A CalPERS press release said it was the most severe single year decline, but even with this decline, its long term 20-year investment return remained positive at 7.75%.
The drop in the fund’s market value of assets is due primarily to the impact of declines in the global financial markets and the liquidity crises that followed worldwide, according to the announcement. “This result is not a surprise; it is about what we expected given the collapse of markets across the globe,” said Joe Dear, chief investment officer.
As of June 30, 2009, the market value of assets stood at $180.9 billion. A year before, CalPERS market value of assets was $237.1 billion, dipped to $160 billion in March 2009, and rebounded by $20 billion in the second quarter.
Changes in the market value of assets reported by CalPERS include:
- Cash returns increased by 1.4%;
- Global fixed income earned 0.6%;
- Real estate was down by 35. 8%;
- Private equity declined by 31.4;
- Public stocks were down over a year ago by 28.5%; and
- Inflation-linked assets (commodities, infrastructure, forestland and inflation-linked bonds) fell 20.9%.
CalPERS notes that real estate and private equity returns reflect market values through March 31, 2009, not June 30, 2009. Pending appraisals in real estate and valuation adjustments in private equity will impact final year end performance.

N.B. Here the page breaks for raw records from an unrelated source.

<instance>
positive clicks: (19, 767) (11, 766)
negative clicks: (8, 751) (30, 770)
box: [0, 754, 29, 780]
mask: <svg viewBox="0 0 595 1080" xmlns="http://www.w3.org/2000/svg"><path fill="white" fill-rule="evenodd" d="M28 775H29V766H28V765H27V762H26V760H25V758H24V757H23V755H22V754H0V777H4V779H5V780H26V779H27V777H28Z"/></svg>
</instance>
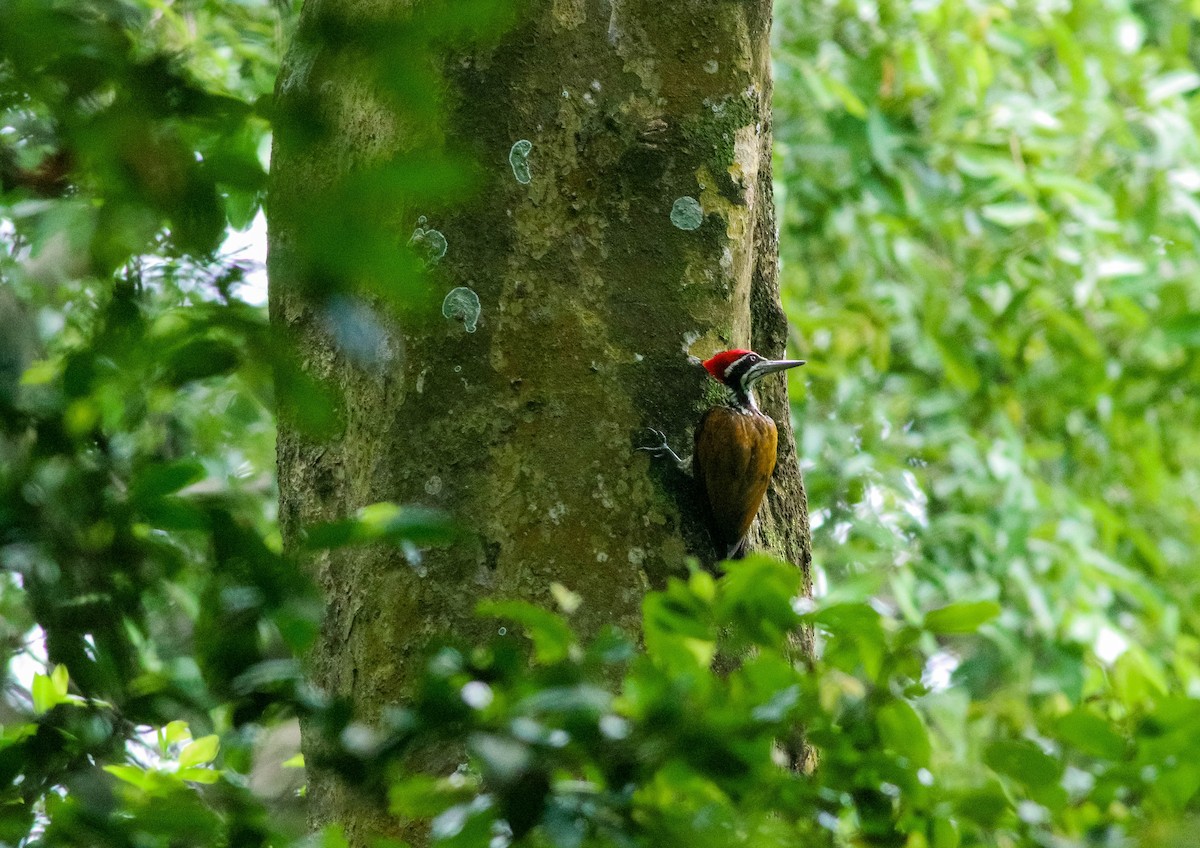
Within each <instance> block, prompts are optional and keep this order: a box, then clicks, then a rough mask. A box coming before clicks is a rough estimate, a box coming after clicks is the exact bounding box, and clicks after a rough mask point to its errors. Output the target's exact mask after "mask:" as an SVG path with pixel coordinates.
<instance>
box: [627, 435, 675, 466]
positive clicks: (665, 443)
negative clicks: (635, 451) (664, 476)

After noting the asset decline, CalPERS said its efforts to position its portfolio include:
- revising its asset allocation to maintain flexibility to make opportunistic investments in private equity, real estate and infrastructure now and planning toward a fuller asset allocation and liability review in 2010;
- realigning relationships with hedge fund and private equity partners that can lead to reduced fees, better alignment of interests, and more mutually beneficial long-term relationships;
- engaging in a sweeping board-directed initiative to advance new and innovative methods for risk management across the system's operations;
- searching for and executing opportunistic investments resulting from market dislocations;
- filing a court action to recover losses from structured investment vehicles due to misrepresentation of the quality of the investment instruments by credit rating agencies (see CalPERS Says Losses Caused by Inaccurate Credit Ratings ); and
- stepping up activism on the federal government front to influence financial market reform, federal regulation, and corporate business practices that will effectively protect investors.
In the press release, CalPERS said its board has recognized the need for eventual employer contribution increases out into the future, and recently adopted a special methodology to schedule employer contributions as a result of the system's single-year market decline of assets. The board adopted a 30-year fixed contribution schedule method for local governments that will cover the funds needed and will not rely on the variable of future investment returns.
A similar proposal for the state will be the subject of a Board of Administration meeting in September, 2009.